Este amor se hace accesible porque Dios se revela. Aunque la razón humana puede intuir su existencia y descubrir principios éticos fundamentales, solo Dios puede manifestar plenamente su verdadero rostro. Y lo ha hecho no enviando una idea abstracta, sino haciéndose hombre en Jesucristo. En Él, Dios se deja conocer de manera definitiva y concreta. Jesús es el lenguaje vivo de Dios, la forma en que el amor divino entra en la historia humana, ilumina la dignidad de toda persona y ofrece un criterio último para comprender las relaciones sociales. La revelación cristiana muestra que el ser humano no es un individuo aislado, sino un ser llamado a la comunión, a la responsabilidad y al cuidado del otro.

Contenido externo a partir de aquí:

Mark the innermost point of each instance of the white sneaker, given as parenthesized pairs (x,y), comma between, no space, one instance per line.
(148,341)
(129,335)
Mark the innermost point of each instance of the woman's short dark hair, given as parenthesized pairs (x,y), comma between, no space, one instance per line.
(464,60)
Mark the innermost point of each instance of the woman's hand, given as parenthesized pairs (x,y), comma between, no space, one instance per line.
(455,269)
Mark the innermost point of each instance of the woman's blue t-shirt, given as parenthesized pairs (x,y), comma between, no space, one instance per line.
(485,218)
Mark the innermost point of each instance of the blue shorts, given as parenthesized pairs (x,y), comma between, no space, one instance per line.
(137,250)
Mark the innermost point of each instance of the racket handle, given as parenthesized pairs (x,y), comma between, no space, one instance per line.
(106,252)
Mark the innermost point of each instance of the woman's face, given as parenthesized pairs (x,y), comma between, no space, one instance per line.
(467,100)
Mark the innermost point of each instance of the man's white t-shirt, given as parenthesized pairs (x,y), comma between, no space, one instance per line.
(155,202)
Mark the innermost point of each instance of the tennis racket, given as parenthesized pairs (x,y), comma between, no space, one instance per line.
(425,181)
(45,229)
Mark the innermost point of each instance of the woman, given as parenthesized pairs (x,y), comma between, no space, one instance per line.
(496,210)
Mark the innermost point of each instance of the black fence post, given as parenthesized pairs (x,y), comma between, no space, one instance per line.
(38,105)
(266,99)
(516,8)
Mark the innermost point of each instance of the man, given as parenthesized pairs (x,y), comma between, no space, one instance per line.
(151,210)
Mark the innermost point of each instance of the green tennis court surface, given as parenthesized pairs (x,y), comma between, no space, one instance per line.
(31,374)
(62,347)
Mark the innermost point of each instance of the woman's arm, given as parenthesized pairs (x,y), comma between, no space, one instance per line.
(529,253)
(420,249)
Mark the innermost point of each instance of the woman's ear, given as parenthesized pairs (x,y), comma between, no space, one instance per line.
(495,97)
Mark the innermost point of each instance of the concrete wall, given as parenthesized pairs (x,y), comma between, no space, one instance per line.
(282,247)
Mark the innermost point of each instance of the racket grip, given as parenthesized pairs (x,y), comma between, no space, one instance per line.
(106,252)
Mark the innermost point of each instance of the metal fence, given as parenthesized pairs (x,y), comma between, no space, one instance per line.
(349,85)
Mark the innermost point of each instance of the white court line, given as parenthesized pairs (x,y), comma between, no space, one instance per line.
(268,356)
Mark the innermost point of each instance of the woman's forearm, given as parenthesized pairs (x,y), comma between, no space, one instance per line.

La revelación provoca siempre una respuesta. El pueblo de Israel la expresó entrando en alianza y recibiendo los Diez Mandamientos como camino de vida buena y como fundamento de una convivencia social justa. En ellos se encuentran también principios de ley natural, es decir, aquellas orientaciones morales inscritas en la conciencia de todo ser humano, que permiten reconocer lo que es justo y digno incluso más allá de la fe explícita. Como recuerda el Magisterio,
«En todas las culturas se dan singulares y múltiples convergencias éticas, expresiones de una misma naturaleza humana, querida por el Creador, y que la sabiduría ética de la humanidad llama ley natural» (Benedicto XVI, Caritas in Veritate n. 59).
En Cristo, esta respuesta alcanza su plenitud en el mandamiento nuevo del amor, que no se reduce a una actitud privada, sino que da origen a una auténtica civilización del amor. Desde él se ordena la vida social según la dignidad de cada persona, la búsqueda del bien común, la justicia, la verdad y la caridad. Así, la Doctrina Social de la Iglesia no es un añadido posterior a la fe, sino una consecuencia directa de la revelación de Dios, que llama a vivir el amor tanto hacia el prójimo concreto como hacia la comunidad entera.